Blessed are those who find wisdom, those who gain understanding, Proverbs 3:13

 I was reminded of this title from my mother. She said she would ask us “How are you doing?” and we would always answer “Fine.”  That, of course, didn’t fly, and she would press for more details.

“Fine” is not very informative. In fact, probably not very honest either. Oh, sure, there were days when I was actually doing fine, but there were many days that I wasn’t.  But my instinct was not to tell the truth.  Revealing my real feelings and emotions was not cool. So, “Fine” was all she got.

In his book, Lessons from a Third Grade Dropout, Dr. Rick Rigsby discusses how tied we are to appearance rather than reality.  “Our present culture encourages effortless living since all that matters is appearing successful.

He said this in the context of having lost his wife to cancer in her early 40’s. For a while, his life was all about going through the motions – what he referred to as “making an impression”.

No one questioned his motives, and so little was expected of him. He was doing impressionistic living. He was creating an impression that he was “fine” when in fact, he was dying a slow death inside.

He goes on: “Ours is a visual world with citizens who delight in those who appear good or gifted or great.” He continues: “We find it pleasantly acceptable for morality to be replaced by materialism, principle by popularity, or character by convenience.”

“Friends, possessions and surroundings have value inasmuch as they are significant metaphors used in the construction of an image that promises temporal rewards and immediate gratification.”  Ouch.  Basically, with good-looking friends, and the “right stuff” you can build the perception of excellence and success.

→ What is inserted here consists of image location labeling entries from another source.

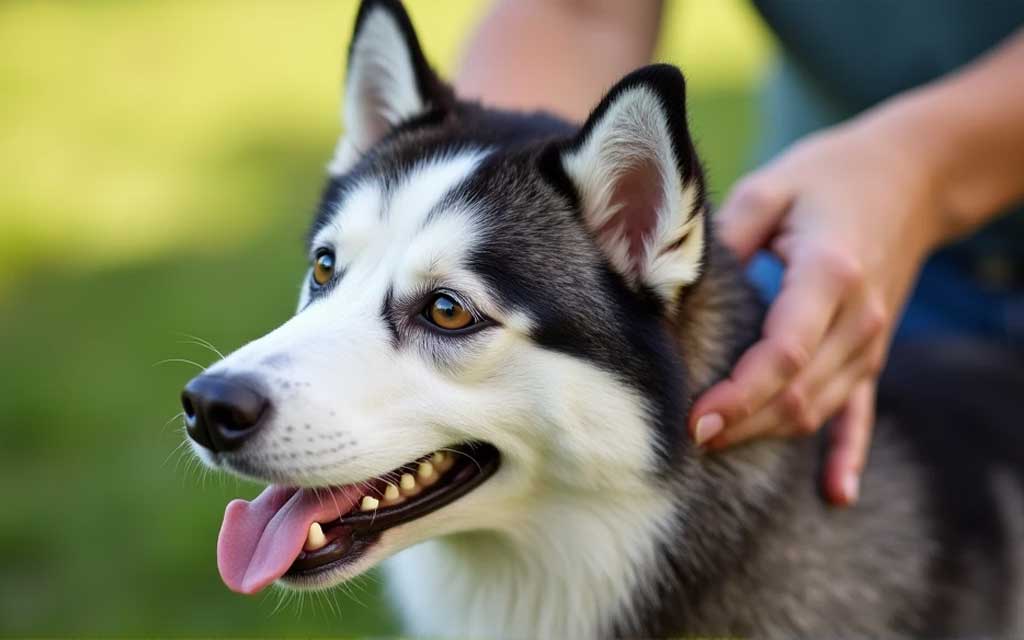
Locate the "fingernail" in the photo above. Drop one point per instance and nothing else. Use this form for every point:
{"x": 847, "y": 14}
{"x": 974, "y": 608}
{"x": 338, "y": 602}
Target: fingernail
{"x": 851, "y": 487}
{"x": 709, "y": 426}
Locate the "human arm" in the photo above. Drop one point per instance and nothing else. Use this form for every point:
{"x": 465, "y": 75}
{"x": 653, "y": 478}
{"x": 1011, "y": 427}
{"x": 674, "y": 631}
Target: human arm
{"x": 853, "y": 212}
{"x": 559, "y": 55}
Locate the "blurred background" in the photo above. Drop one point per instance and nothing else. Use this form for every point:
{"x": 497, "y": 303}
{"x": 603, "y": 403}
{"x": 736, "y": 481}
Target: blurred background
{"x": 159, "y": 163}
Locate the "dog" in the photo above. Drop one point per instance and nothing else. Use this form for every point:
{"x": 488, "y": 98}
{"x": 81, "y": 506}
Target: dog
{"x": 505, "y": 322}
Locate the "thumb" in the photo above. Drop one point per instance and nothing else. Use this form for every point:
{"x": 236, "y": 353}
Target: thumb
{"x": 751, "y": 215}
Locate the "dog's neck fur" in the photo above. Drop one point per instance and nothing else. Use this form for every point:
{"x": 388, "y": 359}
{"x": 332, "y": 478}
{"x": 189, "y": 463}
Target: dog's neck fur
{"x": 585, "y": 564}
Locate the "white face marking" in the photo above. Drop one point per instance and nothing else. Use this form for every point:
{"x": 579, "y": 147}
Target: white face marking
{"x": 350, "y": 403}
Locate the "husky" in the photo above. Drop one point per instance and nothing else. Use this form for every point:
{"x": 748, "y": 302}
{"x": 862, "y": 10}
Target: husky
{"x": 505, "y": 322}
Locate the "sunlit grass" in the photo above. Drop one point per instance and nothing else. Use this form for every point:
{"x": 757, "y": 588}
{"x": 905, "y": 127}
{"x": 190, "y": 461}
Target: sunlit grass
{"x": 159, "y": 161}
{"x": 132, "y": 129}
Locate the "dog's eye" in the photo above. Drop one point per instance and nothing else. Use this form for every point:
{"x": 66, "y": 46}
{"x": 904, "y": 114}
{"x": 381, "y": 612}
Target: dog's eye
{"x": 323, "y": 267}
{"x": 446, "y": 312}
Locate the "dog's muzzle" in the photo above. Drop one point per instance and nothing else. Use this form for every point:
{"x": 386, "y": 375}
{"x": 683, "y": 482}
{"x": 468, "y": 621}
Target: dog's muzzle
{"x": 221, "y": 412}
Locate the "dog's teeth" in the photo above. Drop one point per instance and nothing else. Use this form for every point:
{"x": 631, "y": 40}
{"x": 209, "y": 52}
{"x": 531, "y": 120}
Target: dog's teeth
{"x": 314, "y": 539}
{"x": 442, "y": 461}
{"x": 408, "y": 485}
{"x": 426, "y": 474}
{"x": 369, "y": 503}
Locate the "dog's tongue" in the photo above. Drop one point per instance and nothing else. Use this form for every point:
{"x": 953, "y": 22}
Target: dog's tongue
{"x": 259, "y": 540}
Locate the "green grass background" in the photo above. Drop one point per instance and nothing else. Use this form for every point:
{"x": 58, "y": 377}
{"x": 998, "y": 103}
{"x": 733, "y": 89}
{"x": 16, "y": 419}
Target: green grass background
{"x": 159, "y": 162}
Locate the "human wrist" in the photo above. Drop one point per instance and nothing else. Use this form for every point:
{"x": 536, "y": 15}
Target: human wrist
{"x": 915, "y": 144}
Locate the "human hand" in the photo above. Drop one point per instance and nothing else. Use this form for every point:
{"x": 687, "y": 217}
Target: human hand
{"x": 852, "y": 216}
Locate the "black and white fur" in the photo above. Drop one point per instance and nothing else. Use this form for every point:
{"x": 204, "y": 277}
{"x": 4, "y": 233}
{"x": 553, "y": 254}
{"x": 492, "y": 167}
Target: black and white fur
{"x": 611, "y": 308}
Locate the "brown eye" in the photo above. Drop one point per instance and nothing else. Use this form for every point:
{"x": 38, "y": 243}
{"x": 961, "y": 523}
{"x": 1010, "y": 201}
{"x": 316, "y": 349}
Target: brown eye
{"x": 446, "y": 312}
{"x": 324, "y": 268}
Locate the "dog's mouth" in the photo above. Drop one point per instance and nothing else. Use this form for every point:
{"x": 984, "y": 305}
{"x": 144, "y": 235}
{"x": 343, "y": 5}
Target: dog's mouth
{"x": 294, "y": 534}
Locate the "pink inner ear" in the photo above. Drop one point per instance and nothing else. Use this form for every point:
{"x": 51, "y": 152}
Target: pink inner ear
{"x": 638, "y": 195}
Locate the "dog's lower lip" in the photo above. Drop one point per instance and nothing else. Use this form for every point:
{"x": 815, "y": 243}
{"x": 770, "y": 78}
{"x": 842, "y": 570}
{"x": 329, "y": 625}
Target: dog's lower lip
{"x": 349, "y": 536}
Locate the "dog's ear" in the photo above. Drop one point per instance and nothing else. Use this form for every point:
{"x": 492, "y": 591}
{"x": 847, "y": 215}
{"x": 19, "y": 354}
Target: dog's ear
{"x": 639, "y": 183}
{"x": 388, "y": 81}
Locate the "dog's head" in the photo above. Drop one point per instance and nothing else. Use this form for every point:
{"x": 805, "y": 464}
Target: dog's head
{"x": 489, "y": 309}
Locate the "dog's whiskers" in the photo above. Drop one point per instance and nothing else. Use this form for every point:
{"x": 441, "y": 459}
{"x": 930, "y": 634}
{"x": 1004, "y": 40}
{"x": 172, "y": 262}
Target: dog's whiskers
{"x": 180, "y": 360}
{"x": 200, "y": 342}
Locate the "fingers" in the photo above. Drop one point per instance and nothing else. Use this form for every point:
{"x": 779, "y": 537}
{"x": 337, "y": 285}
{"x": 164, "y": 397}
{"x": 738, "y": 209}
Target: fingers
{"x": 851, "y": 438}
{"x": 794, "y": 330}
{"x": 751, "y": 214}
{"x": 803, "y": 408}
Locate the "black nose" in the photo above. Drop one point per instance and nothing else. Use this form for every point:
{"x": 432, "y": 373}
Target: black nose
{"x": 221, "y": 413}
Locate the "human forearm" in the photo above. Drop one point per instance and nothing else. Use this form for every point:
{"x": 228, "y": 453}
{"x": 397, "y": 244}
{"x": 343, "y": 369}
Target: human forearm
{"x": 967, "y": 132}
{"x": 558, "y": 55}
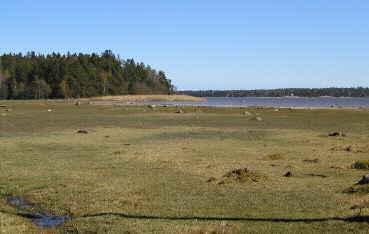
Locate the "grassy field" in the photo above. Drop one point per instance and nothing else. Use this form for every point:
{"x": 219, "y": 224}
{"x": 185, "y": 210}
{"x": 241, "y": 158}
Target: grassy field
{"x": 143, "y": 170}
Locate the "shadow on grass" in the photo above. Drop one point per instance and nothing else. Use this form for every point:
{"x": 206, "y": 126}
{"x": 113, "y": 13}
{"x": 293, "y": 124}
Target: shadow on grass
{"x": 357, "y": 219}
{"x": 361, "y": 218}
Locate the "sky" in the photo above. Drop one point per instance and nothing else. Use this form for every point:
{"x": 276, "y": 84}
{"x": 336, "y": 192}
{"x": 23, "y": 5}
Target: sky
{"x": 205, "y": 44}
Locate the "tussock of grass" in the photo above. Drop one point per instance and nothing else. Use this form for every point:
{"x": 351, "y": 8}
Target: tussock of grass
{"x": 241, "y": 176}
{"x": 362, "y": 165}
{"x": 274, "y": 157}
{"x": 357, "y": 148}
{"x": 358, "y": 189}
{"x": 315, "y": 160}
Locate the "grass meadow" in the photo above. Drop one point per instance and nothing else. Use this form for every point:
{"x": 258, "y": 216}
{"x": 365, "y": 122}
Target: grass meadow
{"x": 151, "y": 170}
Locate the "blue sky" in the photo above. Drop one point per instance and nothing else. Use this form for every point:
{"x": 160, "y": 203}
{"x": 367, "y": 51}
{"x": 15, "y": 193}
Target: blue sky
{"x": 206, "y": 44}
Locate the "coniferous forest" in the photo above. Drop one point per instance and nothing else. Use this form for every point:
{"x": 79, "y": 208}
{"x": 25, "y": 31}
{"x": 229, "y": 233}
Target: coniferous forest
{"x": 37, "y": 76}
{"x": 299, "y": 92}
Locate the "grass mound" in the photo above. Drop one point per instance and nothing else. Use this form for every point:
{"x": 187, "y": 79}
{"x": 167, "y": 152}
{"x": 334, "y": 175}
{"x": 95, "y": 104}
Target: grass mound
{"x": 358, "y": 189}
{"x": 315, "y": 160}
{"x": 352, "y": 148}
{"x": 241, "y": 176}
{"x": 361, "y": 165}
{"x": 274, "y": 157}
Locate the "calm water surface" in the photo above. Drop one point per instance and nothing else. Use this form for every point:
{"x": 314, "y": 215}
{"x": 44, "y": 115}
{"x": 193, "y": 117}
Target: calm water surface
{"x": 277, "y": 102}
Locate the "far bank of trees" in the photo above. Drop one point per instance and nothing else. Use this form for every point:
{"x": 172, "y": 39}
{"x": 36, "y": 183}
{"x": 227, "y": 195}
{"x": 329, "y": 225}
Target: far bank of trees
{"x": 36, "y": 76}
{"x": 301, "y": 92}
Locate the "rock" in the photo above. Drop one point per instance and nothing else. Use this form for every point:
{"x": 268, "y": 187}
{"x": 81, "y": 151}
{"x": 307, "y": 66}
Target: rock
{"x": 315, "y": 160}
{"x": 336, "y": 134}
{"x": 211, "y": 179}
{"x": 364, "y": 180}
{"x": 257, "y": 118}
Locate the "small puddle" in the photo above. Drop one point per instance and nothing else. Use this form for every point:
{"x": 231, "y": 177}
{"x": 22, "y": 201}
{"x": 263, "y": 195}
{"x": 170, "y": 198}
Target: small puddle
{"x": 39, "y": 218}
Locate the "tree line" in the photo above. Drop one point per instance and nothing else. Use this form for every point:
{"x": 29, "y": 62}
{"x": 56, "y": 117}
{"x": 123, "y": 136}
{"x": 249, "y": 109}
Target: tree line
{"x": 36, "y": 76}
{"x": 300, "y": 92}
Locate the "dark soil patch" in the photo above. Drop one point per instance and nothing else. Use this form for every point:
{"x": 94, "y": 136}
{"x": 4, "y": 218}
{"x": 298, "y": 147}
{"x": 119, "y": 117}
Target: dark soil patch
{"x": 361, "y": 165}
{"x": 317, "y": 175}
{"x": 241, "y": 176}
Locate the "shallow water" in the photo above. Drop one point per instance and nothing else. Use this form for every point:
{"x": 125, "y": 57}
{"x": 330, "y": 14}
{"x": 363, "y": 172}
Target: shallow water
{"x": 315, "y": 102}
{"x": 39, "y": 218}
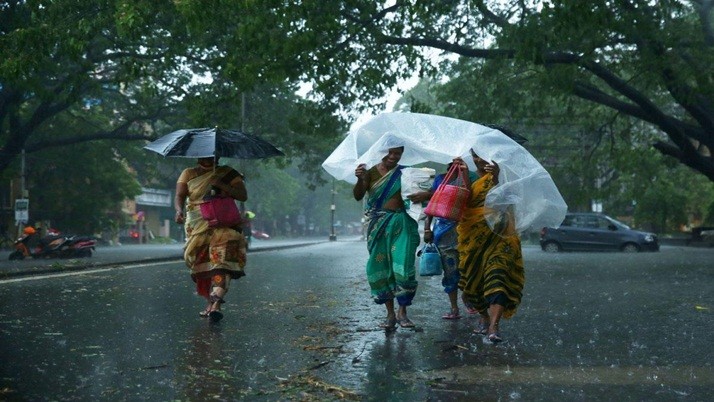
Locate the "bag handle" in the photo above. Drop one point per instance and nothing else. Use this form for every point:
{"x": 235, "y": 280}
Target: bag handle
{"x": 454, "y": 170}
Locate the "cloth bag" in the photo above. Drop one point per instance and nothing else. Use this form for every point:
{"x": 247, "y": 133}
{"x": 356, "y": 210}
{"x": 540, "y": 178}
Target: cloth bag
{"x": 415, "y": 180}
{"x": 449, "y": 200}
{"x": 220, "y": 211}
{"x": 429, "y": 260}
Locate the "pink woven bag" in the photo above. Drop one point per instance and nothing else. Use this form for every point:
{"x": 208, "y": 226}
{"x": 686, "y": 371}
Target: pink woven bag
{"x": 220, "y": 212}
{"x": 449, "y": 200}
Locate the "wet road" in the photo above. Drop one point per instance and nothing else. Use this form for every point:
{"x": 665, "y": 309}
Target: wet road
{"x": 300, "y": 326}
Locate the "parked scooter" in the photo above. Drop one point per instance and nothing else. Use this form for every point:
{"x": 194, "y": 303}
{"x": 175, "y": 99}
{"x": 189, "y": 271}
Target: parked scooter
{"x": 53, "y": 245}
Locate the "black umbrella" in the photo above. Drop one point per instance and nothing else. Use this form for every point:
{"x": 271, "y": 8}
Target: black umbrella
{"x": 216, "y": 142}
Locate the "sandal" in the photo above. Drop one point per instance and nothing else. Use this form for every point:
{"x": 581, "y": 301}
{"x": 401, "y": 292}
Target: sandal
{"x": 495, "y": 337}
{"x": 215, "y": 315}
{"x": 451, "y": 315}
{"x": 389, "y": 323}
{"x": 481, "y": 329}
{"x": 405, "y": 322}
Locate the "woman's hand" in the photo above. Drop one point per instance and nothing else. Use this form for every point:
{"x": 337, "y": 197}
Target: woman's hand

Dr. Rigsby finally realized that faith without works is dead. He had to go from making an impression to making an impact. It was radical, because he had to change from going through the motions to actually living above his circumstances.

Put in other words, he had to go from saying “I’m fine”, to learning to be honest about his emotional state and get up and do something.  He couldn’t remain a viewer of life, but a doer of life. This was a wisdom planted by his parents, a wisdom that is lacking in our present society.

I recently did a post on Burnout. In it, I noted that the statistics for the next generation in two areas (depression and suicide) are alarming.  While reading Dr. Rigsby’s book, I resonated with his experience.  I had experienced many red flags along the way to hitting the wall when I burned out, and I ignored all of them.

I was not honest with myself, nor with those around me. To the world, I appeared to be doing “fine”.  On the inside, I was an empty suit, going through the motions to keep up the impression that I could tough out my stressful life without anyone’s help. Until I couldn’t.

I won’t repeat my story (see my post on Burnout for the details), but I will say that my experience with burnout and depression was very real to the point of incapacity.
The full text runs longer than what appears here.